In physics, we're familiar with the distinction between "relations of ideas" and "matters of fact." It's especially useful to be clear about what derives from premises and what has been established experimentally, as we usually work in both directions to meet in the middle.
But some arguments seem to straddle both categories and others seem to be neither. For the first type, consider a scientific model, like the Standard Model of particle physics. It is a mathematical model—the first questions we should ask of it is whether it is logically valid. But it is also built to represent facts—the next questions we should ask is whether it agrees with measurements. No one believes the Standard Model as a fact about the world: we expect it to be replaced by successively better matches to empirical fact. A scientific model seems to be a composite thing, judged by the methods of both categories.
But beyond the criteria of logical consistency and agreement with experiment, we also apply criteria that are neither of the above. For lack of better words, these are called "beauty" and "simplicity." Despite the consistency and accuracy of the Standard Model, we distrust it because it has more ad-hoc parameters than we'd expect nature to have.
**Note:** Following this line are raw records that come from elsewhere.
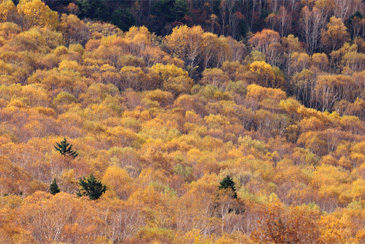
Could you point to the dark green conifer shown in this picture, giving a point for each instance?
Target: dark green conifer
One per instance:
(91, 187)
(53, 188)
(65, 149)
(228, 184)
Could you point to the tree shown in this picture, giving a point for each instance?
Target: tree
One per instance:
(91, 187)
(228, 184)
(65, 149)
(53, 188)
(335, 36)
(35, 12)
(310, 25)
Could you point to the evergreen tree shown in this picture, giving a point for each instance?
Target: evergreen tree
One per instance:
(91, 187)
(53, 188)
(228, 184)
(65, 149)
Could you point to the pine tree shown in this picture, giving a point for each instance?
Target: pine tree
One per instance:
(228, 184)
(53, 188)
(91, 187)
(65, 149)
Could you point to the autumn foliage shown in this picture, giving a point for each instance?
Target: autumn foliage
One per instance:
(222, 122)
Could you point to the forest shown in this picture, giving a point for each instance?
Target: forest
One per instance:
(182, 121)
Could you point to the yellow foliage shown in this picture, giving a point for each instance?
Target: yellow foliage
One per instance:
(36, 13)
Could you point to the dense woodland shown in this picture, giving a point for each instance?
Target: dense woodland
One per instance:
(202, 121)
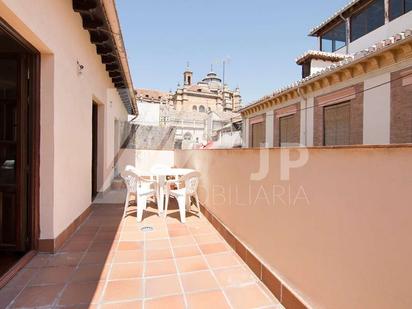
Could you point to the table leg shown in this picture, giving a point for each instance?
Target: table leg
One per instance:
(160, 202)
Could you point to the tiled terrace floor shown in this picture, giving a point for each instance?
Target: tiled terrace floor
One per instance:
(111, 263)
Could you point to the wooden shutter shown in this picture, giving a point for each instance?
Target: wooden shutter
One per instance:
(258, 134)
(337, 124)
(288, 131)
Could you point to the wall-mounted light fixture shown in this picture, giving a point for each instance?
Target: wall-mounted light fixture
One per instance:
(80, 68)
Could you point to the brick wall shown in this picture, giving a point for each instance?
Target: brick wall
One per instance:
(296, 122)
(401, 107)
(356, 117)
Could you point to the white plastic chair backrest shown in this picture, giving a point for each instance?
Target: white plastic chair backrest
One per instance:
(132, 175)
(130, 179)
(191, 182)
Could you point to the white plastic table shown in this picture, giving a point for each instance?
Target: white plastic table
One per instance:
(161, 173)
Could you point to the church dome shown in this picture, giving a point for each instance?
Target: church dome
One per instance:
(212, 78)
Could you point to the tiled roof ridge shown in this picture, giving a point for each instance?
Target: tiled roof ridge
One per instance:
(336, 14)
(407, 34)
(321, 55)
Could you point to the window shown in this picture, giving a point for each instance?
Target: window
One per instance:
(334, 39)
(288, 132)
(306, 69)
(187, 136)
(368, 19)
(257, 134)
(399, 7)
(336, 124)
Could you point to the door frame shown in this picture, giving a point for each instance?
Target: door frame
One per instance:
(33, 135)
(95, 149)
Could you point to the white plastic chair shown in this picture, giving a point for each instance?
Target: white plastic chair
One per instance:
(143, 188)
(183, 195)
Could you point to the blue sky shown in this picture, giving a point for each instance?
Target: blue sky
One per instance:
(261, 39)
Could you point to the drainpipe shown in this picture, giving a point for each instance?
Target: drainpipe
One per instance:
(347, 25)
(305, 98)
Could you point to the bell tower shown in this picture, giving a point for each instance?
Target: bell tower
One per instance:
(187, 76)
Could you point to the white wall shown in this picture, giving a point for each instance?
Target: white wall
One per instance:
(66, 108)
(146, 160)
(149, 113)
(376, 110)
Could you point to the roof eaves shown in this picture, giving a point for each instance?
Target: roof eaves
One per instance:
(377, 48)
(314, 30)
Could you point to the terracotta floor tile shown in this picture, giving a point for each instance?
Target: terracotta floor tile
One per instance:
(128, 256)
(82, 293)
(96, 258)
(179, 232)
(52, 275)
(198, 281)
(170, 302)
(235, 276)
(126, 271)
(207, 238)
(183, 241)
(157, 234)
(75, 246)
(157, 244)
(40, 260)
(123, 290)
(38, 296)
(207, 300)
(226, 259)
(65, 259)
(249, 296)
(131, 236)
(137, 304)
(22, 278)
(188, 251)
(102, 247)
(7, 294)
(191, 264)
(130, 245)
(176, 226)
(92, 272)
(160, 268)
(106, 236)
(213, 248)
(158, 254)
(162, 286)
(205, 229)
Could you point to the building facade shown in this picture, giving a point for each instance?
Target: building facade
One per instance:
(190, 109)
(210, 94)
(65, 96)
(355, 90)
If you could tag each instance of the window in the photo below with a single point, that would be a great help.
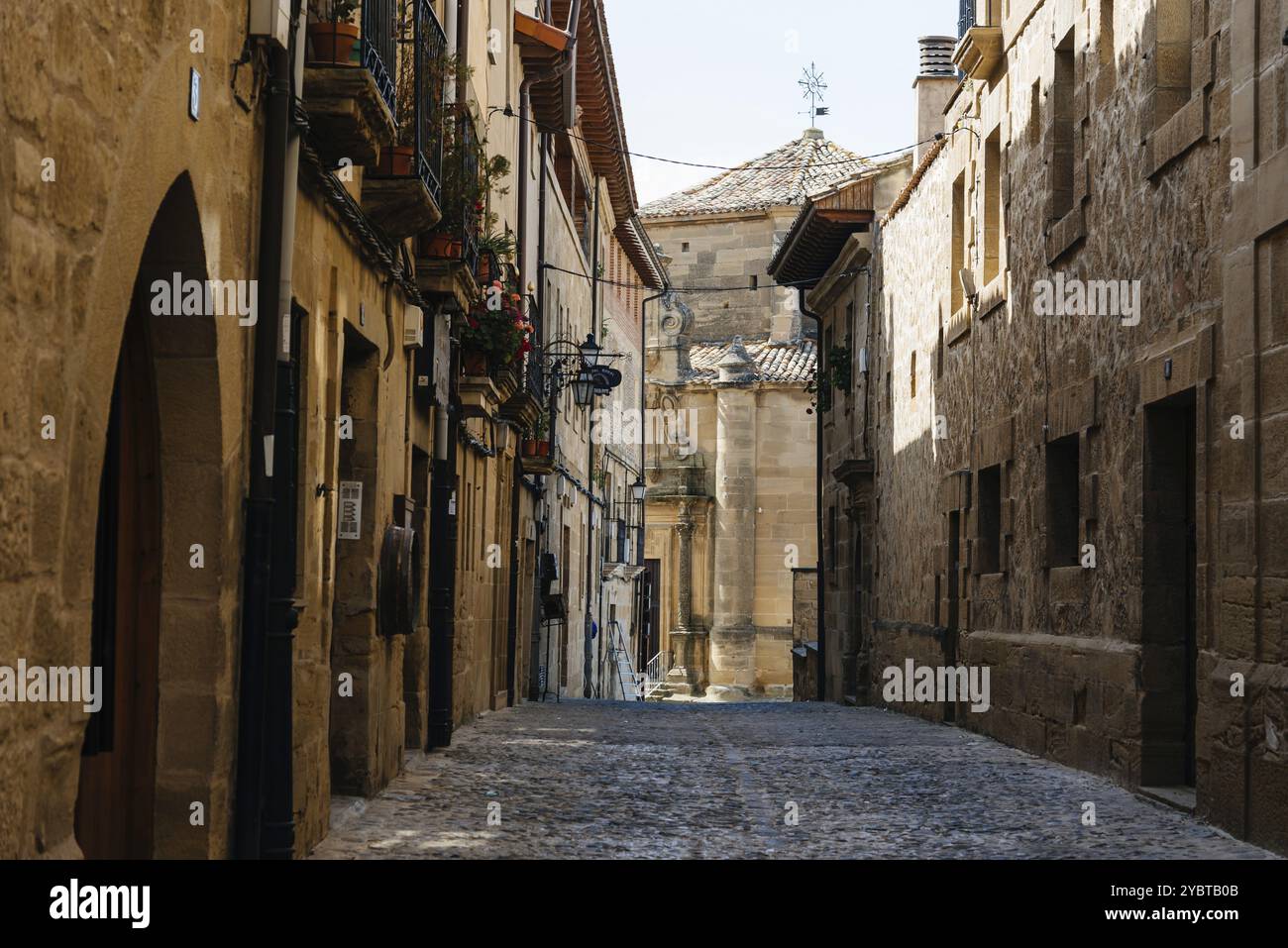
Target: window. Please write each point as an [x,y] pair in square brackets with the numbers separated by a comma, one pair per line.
[1035,115]
[990,520]
[1171,59]
[1061,502]
[1063,129]
[958,260]
[992,206]
[831,543]
[1107,33]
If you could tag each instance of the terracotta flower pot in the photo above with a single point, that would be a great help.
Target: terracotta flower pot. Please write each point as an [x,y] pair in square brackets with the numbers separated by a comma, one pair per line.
[443,247]
[398,161]
[333,43]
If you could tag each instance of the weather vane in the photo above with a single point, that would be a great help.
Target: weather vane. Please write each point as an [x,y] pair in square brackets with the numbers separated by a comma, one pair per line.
[811,88]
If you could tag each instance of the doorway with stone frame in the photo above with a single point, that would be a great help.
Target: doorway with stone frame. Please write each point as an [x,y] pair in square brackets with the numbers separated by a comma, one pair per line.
[159,631]
[1168,595]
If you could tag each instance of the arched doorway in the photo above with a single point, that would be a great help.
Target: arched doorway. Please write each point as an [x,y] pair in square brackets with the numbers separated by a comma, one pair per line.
[162,423]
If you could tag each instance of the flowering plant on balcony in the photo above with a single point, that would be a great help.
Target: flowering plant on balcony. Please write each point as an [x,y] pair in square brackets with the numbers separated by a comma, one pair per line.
[496,327]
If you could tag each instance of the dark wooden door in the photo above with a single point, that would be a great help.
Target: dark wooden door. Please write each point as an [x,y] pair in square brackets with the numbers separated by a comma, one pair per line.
[114,807]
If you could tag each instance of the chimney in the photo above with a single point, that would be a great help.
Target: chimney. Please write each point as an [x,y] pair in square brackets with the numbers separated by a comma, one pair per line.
[934,85]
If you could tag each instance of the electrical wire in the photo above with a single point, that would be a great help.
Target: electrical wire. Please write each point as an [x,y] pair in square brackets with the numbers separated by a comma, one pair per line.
[858,158]
[743,287]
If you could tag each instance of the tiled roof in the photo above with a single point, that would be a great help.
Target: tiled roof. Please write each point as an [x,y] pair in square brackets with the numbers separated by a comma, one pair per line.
[791,364]
[781,178]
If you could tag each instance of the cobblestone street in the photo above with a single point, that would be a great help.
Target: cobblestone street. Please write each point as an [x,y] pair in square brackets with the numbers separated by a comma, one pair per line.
[588,780]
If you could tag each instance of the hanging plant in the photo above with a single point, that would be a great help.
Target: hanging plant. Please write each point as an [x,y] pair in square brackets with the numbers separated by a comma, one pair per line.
[840,369]
[497,327]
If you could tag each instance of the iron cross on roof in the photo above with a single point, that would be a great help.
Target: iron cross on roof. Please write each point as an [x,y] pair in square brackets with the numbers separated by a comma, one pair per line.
[811,88]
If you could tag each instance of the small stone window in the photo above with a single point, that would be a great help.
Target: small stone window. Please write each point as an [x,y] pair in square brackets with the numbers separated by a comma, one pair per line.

I can be clearer with an older (more established) example: Ptomley's solar system model of circular orbits with circular epicycles is logically consistent and can be made an arbitrarily good fit by adding epicycles upon epicycles. Kepler's solar system model of elliptical orbits reaches the same precision with fewer parameters. The argument that picks between them doesn't rely on an a priori proof (first prong) or agreement with experiment (second prong) because they both pass both tests. The argument comes from somewhere else. Some people say, "simplicity," but I would call it something more like "insight." Kepler's model makes it easier to discover Newton's, because Newton's gravitation can directly explain ellipses, but has nothing to say about an infinite sequence of epicycles (unless that sequence happens to converge to an ellipse).
"Relations of ideas" and "matters of fact" have different methods for determining truth—mathematical proof and experiments. This "beauty," "simplicity," or "insight" seems to be neither of the above, but it's also not sophistry or nonsense. It seems to belong to a third category that I don't know the name of.
My question is: what's the name of the thing that I'm taking about? Even if Hume didn't discuss it, what's the modern name so I can read up about it?